Swallowing difficulties (dysphagia)
It is common for patients in ICU to develop dysphagia or swallowing difficulties. These difficulties are often a result of the effect of breathing tubes on the muscles of swallowing and sensation in the throat. Generalised muscle weakness, which is common for patients on ICU, can also contribute to these swallowing difficulties. Some patients on ICU may have a neurological injury (e.g. head injury or stroke) causing swallowing difficulties. Dysphagia can result in food or drink going the wrong way into the person’s lungs, this is called ‘aspiration’. Our body’s usual response to food or drink going the wrong way is to cough and clear it. However, many patients in ICU do not cough when things go the wrong way, because of reduced sensation in the throat. If they do cough, often it is too weak to clear the food and drink from their lungs. This can lead to a chest infection or pneumonia, which can be extremely serious.
Speech and Language Therapists (SLTs) assess patients’ swallowing to see if they are safe to eat and drink. Assessment may include Videofluoroscopy Swallow Study (VFSS) or Fibreoptic Endoscopic Evaluation of Swallowing (FEES). These assessments give us additional information about the dysphagia so that we can make a therapy plan to work on improving their swallowing. They also help us to recommend a diet consistency that will be appropriate for the patient. We may recommend thickened fluids, which move more slowly, or softer or modified foods. We aim to help patients eat and drink as soon as is safely possible.
SLTs also assess how well patients swallow their saliva, as this can ‘go down the wrong way’ as well. It is important for patients to be able to safely swallow their saliva before their tracheostomy is removed. SLTs are involved in assessing a patient’s ability to manage their saliva when the air filled cuff, around the tracheostomy is deflated. SLTs work closely with the physiotherapists and doctors to make a tracheostomy weaning plan (gradually increasing the duration of time that the cuff is left deflated).

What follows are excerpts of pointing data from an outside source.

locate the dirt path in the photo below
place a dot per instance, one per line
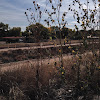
(36, 47)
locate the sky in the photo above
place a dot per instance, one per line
(12, 12)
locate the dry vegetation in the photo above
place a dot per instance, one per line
(22, 78)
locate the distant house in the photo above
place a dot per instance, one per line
(13, 39)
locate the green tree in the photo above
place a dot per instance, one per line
(3, 29)
(15, 31)
(38, 31)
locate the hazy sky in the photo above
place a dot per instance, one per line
(12, 12)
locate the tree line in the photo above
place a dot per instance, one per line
(40, 32)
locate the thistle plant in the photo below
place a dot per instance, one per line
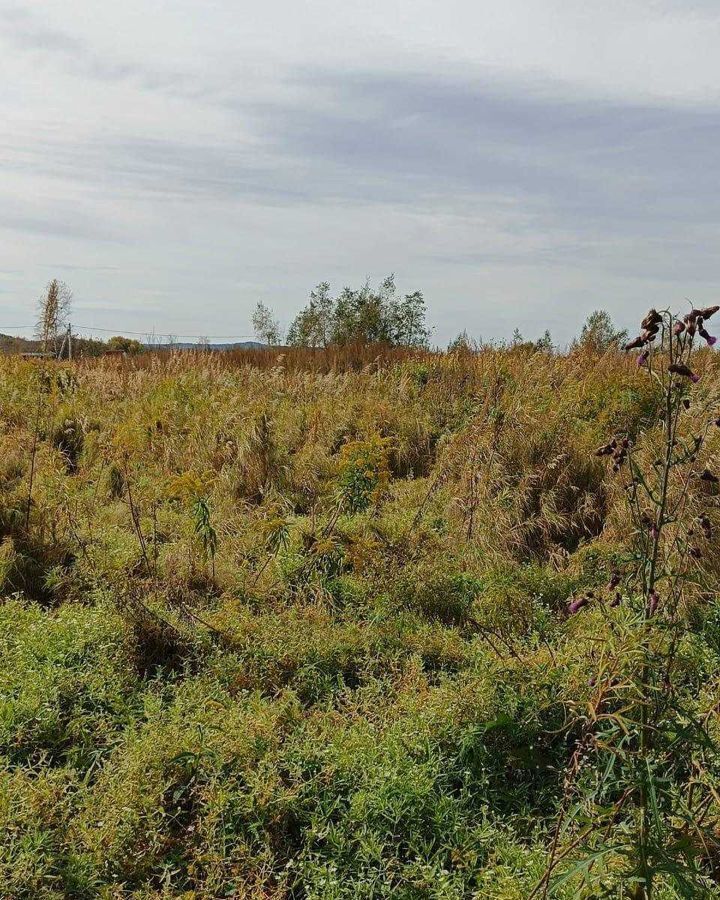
(205, 531)
(641, 811)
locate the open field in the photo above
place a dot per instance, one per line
(296, 625)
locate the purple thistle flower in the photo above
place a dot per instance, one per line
(577, 605)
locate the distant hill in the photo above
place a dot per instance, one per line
(88, 347)
(241, 345)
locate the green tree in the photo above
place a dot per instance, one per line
(53, 314)
(600, 334)
(365, 315)
(127, 345)
(265, 325)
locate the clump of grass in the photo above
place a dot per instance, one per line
(296, 625)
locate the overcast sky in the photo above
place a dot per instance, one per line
(522, 162)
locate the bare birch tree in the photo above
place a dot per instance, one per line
(53, 314)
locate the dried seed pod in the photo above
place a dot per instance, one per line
(635, 343)
(684, 371)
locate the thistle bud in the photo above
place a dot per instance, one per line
(635, 343)
(651, 320)
(653, 601)
(709, 339)
(709, 311)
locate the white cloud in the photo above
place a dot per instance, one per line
(181, 159)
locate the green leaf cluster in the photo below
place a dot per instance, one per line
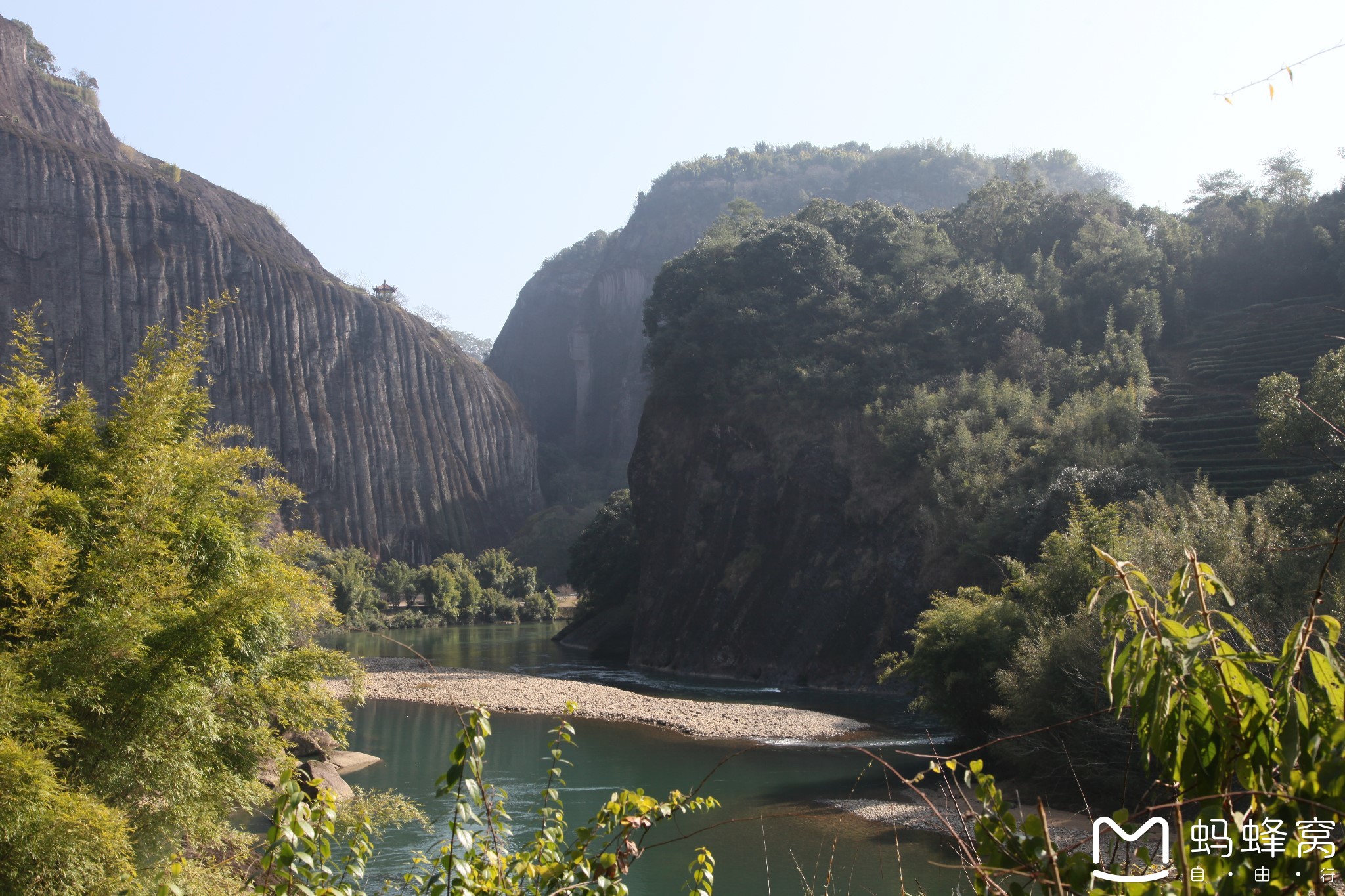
(155, 629)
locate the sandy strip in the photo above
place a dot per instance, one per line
(400, 679)
(1067, 829)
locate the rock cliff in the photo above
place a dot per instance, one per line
(726, 511)
(403, 444)
(573, 345)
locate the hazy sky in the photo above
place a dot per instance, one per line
(451, 147)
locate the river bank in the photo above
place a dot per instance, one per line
(403, 679)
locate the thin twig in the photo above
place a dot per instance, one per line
(1268, 78)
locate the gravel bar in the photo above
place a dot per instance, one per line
(401, 679)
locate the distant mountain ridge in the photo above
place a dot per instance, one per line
(572, 347)
(403, 444)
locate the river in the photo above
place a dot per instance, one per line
(790, 843)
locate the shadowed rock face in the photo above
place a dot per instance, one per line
(573, 345)
(403, 444)
(767, 551)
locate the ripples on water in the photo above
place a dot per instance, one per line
(776, 788)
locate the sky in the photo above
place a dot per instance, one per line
(450, 148)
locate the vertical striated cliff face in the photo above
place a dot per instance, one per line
(573, 345)
(403, 444)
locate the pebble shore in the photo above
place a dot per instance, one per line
(401, 679)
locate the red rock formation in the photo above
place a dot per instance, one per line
(403, 444)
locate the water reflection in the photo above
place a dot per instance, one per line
(783, 837)
(785, 832)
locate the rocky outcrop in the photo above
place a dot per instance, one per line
(725, 509)
(403, 444)
(573, 345)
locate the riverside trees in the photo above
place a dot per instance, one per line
(155, 629)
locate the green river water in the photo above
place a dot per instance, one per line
(789, 843)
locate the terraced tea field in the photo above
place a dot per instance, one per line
(1202, 414)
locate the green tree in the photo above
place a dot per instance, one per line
(351, 575)
(481, 853)
(399, 582)
(606, 558)
(37, 53)
(958, 645)
(155, 631)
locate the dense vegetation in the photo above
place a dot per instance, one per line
(155, 626)
(606, 558)
(450, 590)
(1000, 355)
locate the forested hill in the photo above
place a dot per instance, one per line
(572, 347)
(403, 444)
(860, 405)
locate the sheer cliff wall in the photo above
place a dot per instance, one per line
(403, 444)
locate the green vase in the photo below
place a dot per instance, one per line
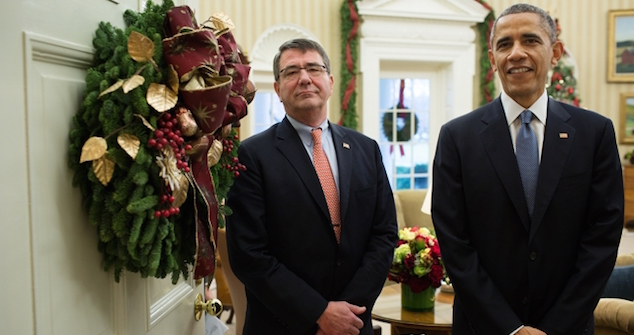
(421, 301)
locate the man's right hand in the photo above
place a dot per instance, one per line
(340, 318)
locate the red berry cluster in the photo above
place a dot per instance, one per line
(167, 200)
(234, 165)
(169, 134)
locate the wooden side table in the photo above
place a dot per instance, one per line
(435, 322)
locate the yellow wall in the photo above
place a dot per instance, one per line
(253, 17)
(584, 26)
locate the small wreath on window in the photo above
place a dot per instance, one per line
(403, 129)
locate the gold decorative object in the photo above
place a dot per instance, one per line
(180, 194)
(186, 122)
(130, 144)
(160, 97)
(104, 169)
(145, 122)
(212, 307)
(112, 88)
(172, 79)
(222, 21)
(169, 171)
(132, 83)
(214, 153)
(94, 148)
(141, 48)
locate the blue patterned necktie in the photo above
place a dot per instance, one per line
(527, 159)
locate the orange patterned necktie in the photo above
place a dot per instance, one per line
(327, 181)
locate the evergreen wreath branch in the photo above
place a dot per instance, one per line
(349, 57)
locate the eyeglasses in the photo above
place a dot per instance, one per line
(292, 72)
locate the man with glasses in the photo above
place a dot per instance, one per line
(313, 228)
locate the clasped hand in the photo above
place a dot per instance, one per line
(340, 318)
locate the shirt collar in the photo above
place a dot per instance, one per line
(304, 131)
(512, 109)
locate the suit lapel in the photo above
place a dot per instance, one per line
(499, 148)
(290, 145)
(558, 139)
(344, 161)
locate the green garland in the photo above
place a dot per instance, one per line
(131, 235)
(349, 43)
(487, 84)
(224, 172)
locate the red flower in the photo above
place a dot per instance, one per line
(409, 262)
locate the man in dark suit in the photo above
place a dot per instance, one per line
(528, 250)
(310, 265)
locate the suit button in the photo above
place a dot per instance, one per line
(533, 256)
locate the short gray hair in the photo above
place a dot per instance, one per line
(304, 45)
(547, 22)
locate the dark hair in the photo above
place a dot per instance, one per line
(304, 45)
(547, 22)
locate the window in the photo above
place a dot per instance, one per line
(267, 110)
(404, 138)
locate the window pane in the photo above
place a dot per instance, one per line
(268, 110)
(403, 184)
(420, 183)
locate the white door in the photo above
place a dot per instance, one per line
(53, 279)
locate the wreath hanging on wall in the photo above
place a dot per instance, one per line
(403, 120)
(153, 145)
(403, 125)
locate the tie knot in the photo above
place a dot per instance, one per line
(316, 133)
(526, 116)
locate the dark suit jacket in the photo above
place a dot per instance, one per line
(508, 269)
(280, 239)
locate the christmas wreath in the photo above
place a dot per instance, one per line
(153, 146)
(403, 120)
(403, 125)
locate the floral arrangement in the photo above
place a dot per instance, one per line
(417, 261)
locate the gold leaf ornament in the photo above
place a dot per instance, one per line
(180, 194)
(112, 88)
(145, 122)
(132, 83)
(94, 148)
(161, 97)
(130, 144)
(103, 169)
(172, 79)
(222, 21)
(214, 153)
(140, 47)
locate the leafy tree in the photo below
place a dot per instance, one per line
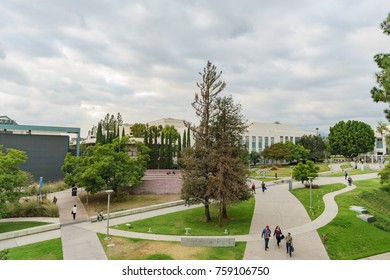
(12, 179)
(138, 130)
(351, 138)
(384, 175)
(382, 92)
(106, 166)
(297, 151)
(254, 157)
(315, 145)
(277, 151)
(303, 171)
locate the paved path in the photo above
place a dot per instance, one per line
(277, 206)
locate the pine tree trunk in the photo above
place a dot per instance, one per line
(207, 212)
(224, 211)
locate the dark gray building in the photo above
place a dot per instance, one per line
(46, 147)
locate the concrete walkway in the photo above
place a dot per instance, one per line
(276, 206)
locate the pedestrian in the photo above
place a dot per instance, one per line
(278, 234)
(263, 187)
(289, 244)
(74, 211)
(266, 234)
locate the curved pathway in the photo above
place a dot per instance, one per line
(276, 206)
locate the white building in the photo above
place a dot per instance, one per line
(262, 135)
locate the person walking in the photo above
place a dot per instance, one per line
(253, 188)
(289, 244)
(263, 187)
(74, 211)
(345, 174)
(266, 234)
(278, 234)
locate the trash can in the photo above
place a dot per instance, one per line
(74, 191)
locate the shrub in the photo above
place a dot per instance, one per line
(313, 186)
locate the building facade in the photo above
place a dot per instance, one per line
(262, 135)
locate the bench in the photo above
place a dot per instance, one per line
(358, 209)
(367, 218)
(208, 241)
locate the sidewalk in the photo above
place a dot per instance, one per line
(77, 243)
(276, 206)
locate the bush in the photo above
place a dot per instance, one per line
(313, 186)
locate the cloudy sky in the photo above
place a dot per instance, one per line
(308, 63)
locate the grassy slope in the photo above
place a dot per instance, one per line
(240, 217)
(45, 250)
(12, 226)
(352, 238)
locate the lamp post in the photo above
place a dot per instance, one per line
(109, 192)
(311, 200)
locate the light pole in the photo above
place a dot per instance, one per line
(108, 214)
(311, 200)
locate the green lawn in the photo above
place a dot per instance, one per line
(12, 226)
(352, 238)
(240, 217)
(138, 249)
(45, 250)
(303, 194)
(351, 172)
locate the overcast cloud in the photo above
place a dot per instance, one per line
(308, 63)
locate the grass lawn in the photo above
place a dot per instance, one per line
(45, 250)
(352, 238)
(351, 172)
(12, 226)
(98, 202)
(240, 217)
(303, 194)
(138, 249)
(285, 171)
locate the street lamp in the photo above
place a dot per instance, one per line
(311, 200)
(109, 192)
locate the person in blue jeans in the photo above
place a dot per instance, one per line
(266, 234)
(289, 244)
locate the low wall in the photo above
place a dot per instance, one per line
(139, 210)
(208, 241)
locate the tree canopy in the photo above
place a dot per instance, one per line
(213, 167)
(351, 138)
(12, 178)
(316, 146)
(381, 93)
(303, 171)
(106, 166)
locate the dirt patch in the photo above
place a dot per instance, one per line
(139, 249)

Communication difficulties
Initially, when patients have a tracheostomy they are unable to make any voice which can make communication very difficult. This inability to produce any voice is due to the inflated cuff around the tracheostomy tube that prevents air from flowing through the patient’s voice box. This can results in frustration and/or distress for patients and their families. SLTs assess a patient’s communication and look at which communication aids work best for that person. This may include alphabet charts, picture charts, electrolarynxes, iPads or computers. These aids can help the patient to communicate their needs and express themselves to staff and family.
Another technique that can be used to aid communication is called Above Cuff Vocalisation (ACV). This technique involves blowing air through a small tube on the tracheostomy which has an opening above the inflated cuff. The air flow may be enough for patients to produce a whisper voice which can help them to be understood more easily. This technique may also help to improve sensation in the throat and swallowing of saliva.
When the patient is ready they will have trials of deflating the cuff around the tracheostomy and a one-way valve or Passy Muir Valve (PMV) will be used with the tracheostomy. The patient continues to breathe in from the ventilator through the one-way valve, but breathes out through their nose and mouth. This valve helps to make the person’s voice and cough stronger and can also improve swallowing. SLTs work with the physiotherapists to carry out this assessment and make a plan for gradually building up the length of time using the valve.
The patient continues to breathe in from the ventilator through the one-way valve, but breathes out through their nose and mouth.
This valve helps to make the person’s voice and cough stronger and can also improve swallowing. SLTs work with the physiotherapists to carry out this assessment and make a plan for gradually building up the length of time using the valve.